Портрет работы Ге можно назвать "Писатель Толстой за письменным столом" - и только. Что еще следовало бы добавить в пояснение об этом человеке, склонившемся над рукописью, об этом писателе с большим лбом и складкой между надбровными дугами? Некоторые считают этот портрет самым лучшим. Может быть, в особенности если рядом поставить с ним репинский, тот, где Толстой изображен в черной блузе, сидящим с книгой. Репин писал Толстого в период его наибольшей популярности, уже почти всемирную знаменитость, и взял его не просто со случайной точки, как Ге, а с "замыслом" (нехудожественно задуманный портрет. - Прим. Николая Ульянова). Но замысел едва ли помог чему-нибудь. Как и меньшие по размерам полупортреты, полужанры, сделанные тем же Репиным с той же знаменитой модели; портрет этот может быть включен лишь в серию иллюстраций к той или иной книге под заглавием "Как живет и работает Толстой". Репин, увлеченный внешней стороной, просмотрел или не мог одолеть нечто большее. В великом писателе он не увидел ту червоточинку, которая была заметной многим, но почему-то закрыта для нехудожественно задуманного портрета. Живописный наскок был необходим для художника, решившего сделать портрет Толстого. То, что видели обыкновенные люди, не сумели увидеть портретисты.

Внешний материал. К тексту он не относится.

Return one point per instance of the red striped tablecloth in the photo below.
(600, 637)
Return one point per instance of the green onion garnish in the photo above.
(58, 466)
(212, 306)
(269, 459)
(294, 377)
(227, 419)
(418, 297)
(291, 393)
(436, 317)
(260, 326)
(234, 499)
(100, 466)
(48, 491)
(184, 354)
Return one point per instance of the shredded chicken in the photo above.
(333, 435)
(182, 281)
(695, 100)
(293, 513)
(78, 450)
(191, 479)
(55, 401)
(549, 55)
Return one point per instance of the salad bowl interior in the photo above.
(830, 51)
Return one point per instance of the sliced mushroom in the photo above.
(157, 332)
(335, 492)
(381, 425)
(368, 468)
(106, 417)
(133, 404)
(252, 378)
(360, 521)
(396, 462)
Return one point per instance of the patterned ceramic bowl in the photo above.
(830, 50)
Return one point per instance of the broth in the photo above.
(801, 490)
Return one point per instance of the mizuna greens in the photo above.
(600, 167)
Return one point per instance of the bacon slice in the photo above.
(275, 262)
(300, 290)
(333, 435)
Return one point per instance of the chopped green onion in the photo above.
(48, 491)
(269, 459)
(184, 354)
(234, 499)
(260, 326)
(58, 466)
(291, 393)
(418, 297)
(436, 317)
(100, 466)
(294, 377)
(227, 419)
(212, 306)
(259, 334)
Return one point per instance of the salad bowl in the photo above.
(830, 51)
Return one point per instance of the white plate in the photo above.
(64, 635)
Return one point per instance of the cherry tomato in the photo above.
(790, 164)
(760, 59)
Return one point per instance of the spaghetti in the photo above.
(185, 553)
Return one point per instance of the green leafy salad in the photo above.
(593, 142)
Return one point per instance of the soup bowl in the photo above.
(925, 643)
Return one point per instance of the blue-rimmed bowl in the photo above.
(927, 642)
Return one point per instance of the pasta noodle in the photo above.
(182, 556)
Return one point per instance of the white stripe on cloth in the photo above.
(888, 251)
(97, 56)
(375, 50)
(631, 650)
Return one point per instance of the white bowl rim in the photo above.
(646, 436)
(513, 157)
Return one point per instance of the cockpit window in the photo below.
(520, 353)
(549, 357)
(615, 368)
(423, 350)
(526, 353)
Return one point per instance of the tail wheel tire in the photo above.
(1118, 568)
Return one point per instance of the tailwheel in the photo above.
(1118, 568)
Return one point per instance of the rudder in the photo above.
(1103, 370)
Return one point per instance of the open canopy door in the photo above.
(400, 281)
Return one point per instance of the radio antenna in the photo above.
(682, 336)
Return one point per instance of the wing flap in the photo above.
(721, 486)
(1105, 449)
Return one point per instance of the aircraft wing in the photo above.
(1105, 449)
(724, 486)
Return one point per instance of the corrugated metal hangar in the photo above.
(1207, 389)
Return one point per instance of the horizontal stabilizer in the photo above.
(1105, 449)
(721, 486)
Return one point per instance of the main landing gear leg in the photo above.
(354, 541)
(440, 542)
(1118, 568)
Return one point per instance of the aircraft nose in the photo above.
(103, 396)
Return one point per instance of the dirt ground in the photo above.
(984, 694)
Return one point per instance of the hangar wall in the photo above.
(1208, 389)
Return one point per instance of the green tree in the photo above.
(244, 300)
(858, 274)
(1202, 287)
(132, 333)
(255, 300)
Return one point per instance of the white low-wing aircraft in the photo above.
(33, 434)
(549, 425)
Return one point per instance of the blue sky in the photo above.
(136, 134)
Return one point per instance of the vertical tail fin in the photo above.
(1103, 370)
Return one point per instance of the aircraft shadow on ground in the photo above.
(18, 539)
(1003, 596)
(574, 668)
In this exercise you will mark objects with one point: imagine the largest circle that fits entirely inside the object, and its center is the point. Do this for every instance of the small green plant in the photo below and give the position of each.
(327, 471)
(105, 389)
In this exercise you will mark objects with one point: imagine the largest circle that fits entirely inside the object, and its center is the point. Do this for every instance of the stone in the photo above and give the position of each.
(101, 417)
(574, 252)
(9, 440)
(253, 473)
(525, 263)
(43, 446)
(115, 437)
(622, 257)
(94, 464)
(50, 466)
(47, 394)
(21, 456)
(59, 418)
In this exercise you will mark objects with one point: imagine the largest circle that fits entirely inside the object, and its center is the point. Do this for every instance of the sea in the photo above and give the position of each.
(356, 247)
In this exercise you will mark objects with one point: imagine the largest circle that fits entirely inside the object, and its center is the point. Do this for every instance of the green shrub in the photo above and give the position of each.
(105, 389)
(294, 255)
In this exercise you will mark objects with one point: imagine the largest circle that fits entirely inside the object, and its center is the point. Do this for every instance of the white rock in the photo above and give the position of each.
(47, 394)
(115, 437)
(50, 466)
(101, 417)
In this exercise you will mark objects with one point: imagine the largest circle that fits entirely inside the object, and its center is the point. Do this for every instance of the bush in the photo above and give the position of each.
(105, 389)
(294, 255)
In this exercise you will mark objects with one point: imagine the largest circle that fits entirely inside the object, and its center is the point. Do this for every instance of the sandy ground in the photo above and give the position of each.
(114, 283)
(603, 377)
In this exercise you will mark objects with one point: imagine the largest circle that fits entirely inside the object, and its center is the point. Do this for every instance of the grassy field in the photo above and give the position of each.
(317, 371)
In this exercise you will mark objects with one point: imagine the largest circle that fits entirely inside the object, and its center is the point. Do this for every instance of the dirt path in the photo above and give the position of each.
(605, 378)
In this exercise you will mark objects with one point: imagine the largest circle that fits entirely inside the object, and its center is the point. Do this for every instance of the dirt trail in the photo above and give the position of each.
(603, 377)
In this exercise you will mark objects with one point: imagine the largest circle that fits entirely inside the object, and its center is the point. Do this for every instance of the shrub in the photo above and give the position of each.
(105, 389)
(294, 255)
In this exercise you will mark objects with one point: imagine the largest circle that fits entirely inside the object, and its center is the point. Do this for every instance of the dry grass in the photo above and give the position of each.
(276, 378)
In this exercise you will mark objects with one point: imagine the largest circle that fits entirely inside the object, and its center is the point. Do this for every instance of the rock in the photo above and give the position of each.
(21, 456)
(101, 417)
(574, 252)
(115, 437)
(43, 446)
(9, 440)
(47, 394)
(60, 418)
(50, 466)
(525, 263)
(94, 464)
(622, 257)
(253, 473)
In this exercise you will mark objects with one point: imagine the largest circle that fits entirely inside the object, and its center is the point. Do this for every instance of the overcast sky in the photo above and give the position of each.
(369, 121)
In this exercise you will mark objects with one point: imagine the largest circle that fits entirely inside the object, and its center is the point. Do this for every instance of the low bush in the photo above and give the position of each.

Другие работы других художников также не поднимаются выше среднего уровня. Все портреты похожи. Да и было бы странно сделать непохожим того, кто внешними своими данными, вообще говоря, не представлял собой трудности для копирования или фотографирования посредством живописи. Но то, что требовало творчества художника, оказалось не под силу всем, старавшимся "зацепить" кистью этого запутанного человека. Весьма вероятно, впрочем, что при строгих требованиях, предъявляемых нами, подобная задача действительно представляла собой непреодолимую трудность.

Как и Пушкин, Толстой в общем итоге оказался неиспользованной, лишь бегло затронутой моделью. Портрет Пушкина работы Тропинина не вынуждены ли мы считать хорошим только потому, что более эффектный портрет, сделанный Кипренским, значительно менее напоминает нам уже составившийся в нашем представлении облик не только любимого нами поэта Пушкина, но и "беса арабского" - вообще всякой всячиной одержимого пленительного человека? Толстой сидит, пишет, пашет, лежит, отдыхает под деревом, но где же он в общем комплексе, он, затаившийся от всех и ревниво оберегающий свою всякую всячину, встревоженный и лишь в условном (банальном) смысле величавый на вид "властитель дум".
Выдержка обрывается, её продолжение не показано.